Monitoring. Uptime probes fire every minute, so an outage means an alert inside 60 seconds rather than an angry email the next day. Vulnerability scans run daily and cover the whole install, core included.
Updates. No change touches production before staging and the automated test suite have signed off on it. Security patches skip the normal cadence and go out within 48 hours.
Backups and restores. Daily, with restore drills on a fixed schedule and the results checked by a person. An unrestored backup is a rumour.
Response time. The SLA commits us to numbers, from 8 hours on Basic down to 30 minutes on Enterprise. Escalation is agreed in writing before anything ever breaks.
If the budget is still an open question, start with what a WordPress website costs all in, and come back to operations afterwards. If something is on fire right now, emergency WordPress help is the door to knock on first, and the operations conversation can wait until the smoke clears.

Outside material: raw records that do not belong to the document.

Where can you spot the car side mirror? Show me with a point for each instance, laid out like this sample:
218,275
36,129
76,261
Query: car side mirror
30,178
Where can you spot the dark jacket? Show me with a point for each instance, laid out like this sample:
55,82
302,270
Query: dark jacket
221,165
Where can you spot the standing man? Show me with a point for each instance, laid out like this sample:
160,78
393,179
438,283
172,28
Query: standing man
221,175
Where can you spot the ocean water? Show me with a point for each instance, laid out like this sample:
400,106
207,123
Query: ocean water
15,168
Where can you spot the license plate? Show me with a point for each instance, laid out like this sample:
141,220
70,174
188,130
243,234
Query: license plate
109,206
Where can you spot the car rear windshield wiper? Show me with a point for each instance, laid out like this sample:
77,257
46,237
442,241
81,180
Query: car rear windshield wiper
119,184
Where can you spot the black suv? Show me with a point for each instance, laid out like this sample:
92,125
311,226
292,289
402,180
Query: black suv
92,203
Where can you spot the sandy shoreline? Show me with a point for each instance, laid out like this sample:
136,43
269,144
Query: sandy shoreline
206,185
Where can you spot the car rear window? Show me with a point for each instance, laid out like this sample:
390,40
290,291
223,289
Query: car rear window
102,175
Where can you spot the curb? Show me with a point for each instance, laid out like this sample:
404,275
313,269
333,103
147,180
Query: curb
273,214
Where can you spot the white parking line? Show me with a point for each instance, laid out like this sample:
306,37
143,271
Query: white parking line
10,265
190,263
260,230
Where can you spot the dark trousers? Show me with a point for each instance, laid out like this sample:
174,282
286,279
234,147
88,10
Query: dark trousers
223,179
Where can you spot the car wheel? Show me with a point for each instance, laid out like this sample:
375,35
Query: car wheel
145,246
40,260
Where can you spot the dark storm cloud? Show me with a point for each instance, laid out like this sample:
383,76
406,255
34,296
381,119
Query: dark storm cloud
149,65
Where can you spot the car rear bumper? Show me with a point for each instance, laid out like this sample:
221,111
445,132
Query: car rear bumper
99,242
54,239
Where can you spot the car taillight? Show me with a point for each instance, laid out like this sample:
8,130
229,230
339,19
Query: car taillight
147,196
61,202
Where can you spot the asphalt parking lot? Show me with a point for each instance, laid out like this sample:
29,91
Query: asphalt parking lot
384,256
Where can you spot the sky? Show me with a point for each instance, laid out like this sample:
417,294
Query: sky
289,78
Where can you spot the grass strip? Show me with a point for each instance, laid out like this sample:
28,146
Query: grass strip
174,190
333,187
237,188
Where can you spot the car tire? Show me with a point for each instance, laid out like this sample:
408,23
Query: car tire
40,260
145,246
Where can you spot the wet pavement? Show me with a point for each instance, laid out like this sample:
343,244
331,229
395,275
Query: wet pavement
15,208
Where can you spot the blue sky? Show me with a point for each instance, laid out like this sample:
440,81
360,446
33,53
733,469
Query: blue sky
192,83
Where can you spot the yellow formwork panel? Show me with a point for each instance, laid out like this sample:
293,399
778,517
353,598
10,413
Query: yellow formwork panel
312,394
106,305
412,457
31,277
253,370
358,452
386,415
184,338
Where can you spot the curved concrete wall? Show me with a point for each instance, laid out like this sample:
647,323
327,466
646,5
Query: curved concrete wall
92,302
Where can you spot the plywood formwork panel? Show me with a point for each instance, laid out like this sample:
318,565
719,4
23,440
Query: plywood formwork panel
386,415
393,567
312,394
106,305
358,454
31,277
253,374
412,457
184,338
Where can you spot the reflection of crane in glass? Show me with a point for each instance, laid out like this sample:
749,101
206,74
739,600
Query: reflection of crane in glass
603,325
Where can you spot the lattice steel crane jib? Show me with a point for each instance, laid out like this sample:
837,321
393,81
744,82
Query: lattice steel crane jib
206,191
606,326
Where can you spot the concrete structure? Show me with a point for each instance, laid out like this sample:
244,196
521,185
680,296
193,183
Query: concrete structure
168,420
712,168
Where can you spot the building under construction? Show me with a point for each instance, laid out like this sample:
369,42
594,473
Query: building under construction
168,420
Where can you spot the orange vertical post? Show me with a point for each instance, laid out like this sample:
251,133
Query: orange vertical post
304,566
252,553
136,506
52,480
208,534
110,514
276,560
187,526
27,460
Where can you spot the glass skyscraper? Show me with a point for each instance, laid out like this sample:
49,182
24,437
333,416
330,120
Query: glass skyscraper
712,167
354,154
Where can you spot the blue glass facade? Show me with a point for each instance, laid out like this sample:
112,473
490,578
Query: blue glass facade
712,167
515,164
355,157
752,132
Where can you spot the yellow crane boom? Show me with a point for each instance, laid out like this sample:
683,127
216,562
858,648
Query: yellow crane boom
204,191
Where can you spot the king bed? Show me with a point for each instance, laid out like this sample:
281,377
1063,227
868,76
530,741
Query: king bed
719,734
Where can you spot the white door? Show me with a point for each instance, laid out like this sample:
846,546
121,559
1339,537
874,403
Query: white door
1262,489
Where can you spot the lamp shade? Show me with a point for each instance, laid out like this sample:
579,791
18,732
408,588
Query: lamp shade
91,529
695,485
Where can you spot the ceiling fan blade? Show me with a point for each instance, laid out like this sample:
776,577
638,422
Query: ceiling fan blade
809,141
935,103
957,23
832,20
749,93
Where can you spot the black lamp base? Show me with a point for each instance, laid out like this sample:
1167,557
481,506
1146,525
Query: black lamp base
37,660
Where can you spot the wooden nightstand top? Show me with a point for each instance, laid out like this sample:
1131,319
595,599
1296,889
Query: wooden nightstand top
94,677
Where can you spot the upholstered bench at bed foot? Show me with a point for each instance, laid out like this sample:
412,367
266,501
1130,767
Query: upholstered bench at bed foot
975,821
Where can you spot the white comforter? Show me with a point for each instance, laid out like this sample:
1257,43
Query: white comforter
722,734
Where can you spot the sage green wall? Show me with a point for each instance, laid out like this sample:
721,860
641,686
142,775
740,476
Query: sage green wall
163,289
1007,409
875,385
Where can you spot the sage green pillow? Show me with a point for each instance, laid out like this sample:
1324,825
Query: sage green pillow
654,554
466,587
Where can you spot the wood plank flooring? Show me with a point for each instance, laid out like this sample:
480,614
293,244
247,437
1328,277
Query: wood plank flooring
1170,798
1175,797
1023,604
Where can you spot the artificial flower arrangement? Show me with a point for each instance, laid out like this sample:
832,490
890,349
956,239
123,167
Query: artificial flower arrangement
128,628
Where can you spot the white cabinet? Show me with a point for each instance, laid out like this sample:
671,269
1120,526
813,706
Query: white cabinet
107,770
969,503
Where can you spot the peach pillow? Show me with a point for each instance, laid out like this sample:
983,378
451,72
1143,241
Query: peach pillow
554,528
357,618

Could you run this yourself?
A plain blog with no integrations is fair game to run yourself. The documentation on WordPress.org is genuinely good, and a fair chunk of the routine can be handed to WP-CLI on a cron schedule.
The real test is whether the work keeps happening week in, week out. That means reading the changelog before every update, understanding why WooCommerce 9.4 just broke a payment plugin that had behaved for three years, and being sure the latest backup will restore when you need it to.
Running a company is already a full-time job, and the hours are better spent there.
The arithmetic is sobering once you sit down with it. Cleaning up after a single security incident runs anywhere from NOK 15,000 to 80,000, and a webshop turning over NOK 50,000 a day can lose, in a single day of downtime, enough profit to have funded six months of an SLA. The dent in customer trust, meanwhile, never shows up on any invoice at all.